Awesome
JiebaRb
Ruby extension for Cppjieba
Installation
Add this line to your application's Gemfile:
gem 'jieba_rb'
And then execute:
$ bundle
Or install it yourself as:
$ gem install jieba_rb
Word segment Usage
Mix Segment mode (HMM with Max Prob, default):
require 'jieba_rb'
seg = JiebaRb::Segment.new # equivalent to "JiebaRb::Segment.new mode: :mix"
words = seg.cut "令狐冲是云计算行业的专家"
# 令狐冲 是 云 计算 行业 的 专家
Mix Segment mode with user-defined dictionary:
seg = JiebaRb::Segment.new mode: :mix, user_dict: "ext/cppjieba/dict/user.dict.utf8"
words = seg.cut "令狐冲是云计算行业的专家"
# 令狐冲 是 云计算 行业 的 专家
HMM or Max probability (mp) Segment mode:
seg = JiebaRb::Segment.new mode: :hmm # or mode: :mp
words = seg.cut "令狐冲是云计算行业的专家"
Word tagging Usage
Default tagging:
require 'jieba_rb'
tagging = JiebaRb::Tagging.new
pairs = tagging.tag "我是蓝翔技工拖拉机学院手扶拖拉机专业的。
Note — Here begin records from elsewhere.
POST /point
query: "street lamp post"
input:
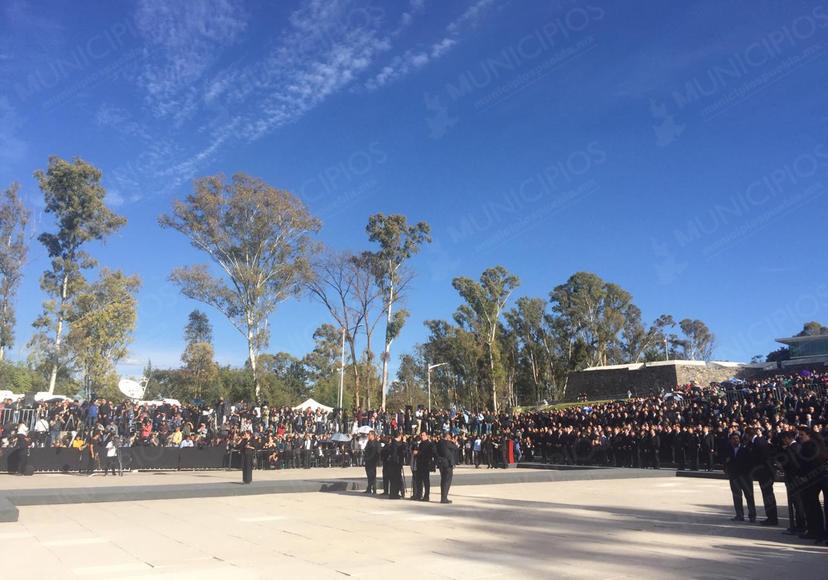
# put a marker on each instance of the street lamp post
(342, 371)
(428, 375)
"
# [{"我"=>"r"}, {"是"=>"v"}, {"蓝翔"=>"x"}, {"技工"=>"n"}, {"拖拉机"=>"n"}, {"学院"=>"n"}, {"手扶拖拉机"=>"n"}, {"专业"=>"n"}, {"的"=>"uj"}, {"。"=>"x"}]
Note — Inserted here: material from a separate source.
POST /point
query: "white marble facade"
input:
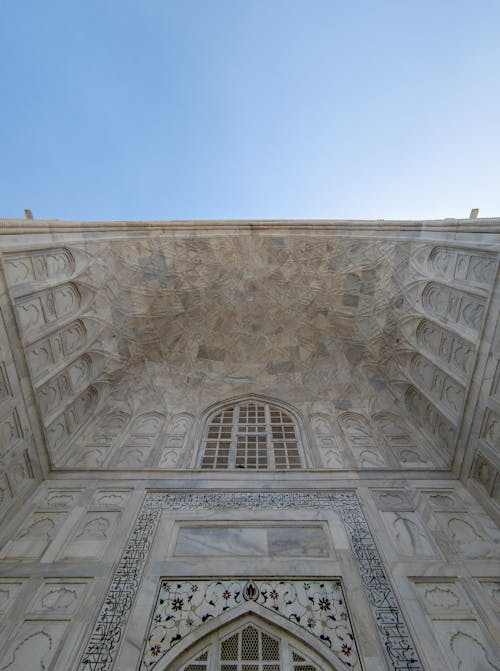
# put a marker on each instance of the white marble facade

Tagging with user-defined dictionary:
require 'jieba_rb'
tagging = JiebaRb::Tagging.new user_dict: :default
pairs = tagging.tag "我是蓝翔技工拖拉机学院手扶拖拉机专业的。"
# [{"我"=>"r"}, {"是"=>"v"}, {"蓝翔"=>"nz"}, {"技工"=>"n"}, {"拖拉机"=>"n"}, {"学院"=>"n"}, {"手扶拖拉机"=>"n"}, {"专业"=>"n"}, {"的"=>"uj"}, {"。"=>"x"}]
Keyword Extractor Usage
- only support TF-IDF currently
keyword = JiebaRb::Keyword.new
keywords_weights = keyword.extract "我是拖拉机学院手扶拖拉机专业的。不用多久,我就会升职加薪,当上CEO,走上人生巅峰。", 5
[
["CEO", 11.739204307083542],
["升职", 10.8561552143],
["加薪", 10.642581114],
["手扶拖拉机", 10.0088573539],
["巅峰", 9.49395840471]
]
Contributing
- Fork it ( http://github.com/<my-github-username>/jieba_rb/fork )
- Create your feature branch (
git checkout -b my-new-feature
) - Commit your changes (
git commit -am 'Add some feature'
) - Push to the branch (
git push origin my-new-feature
) - Create new Pull Request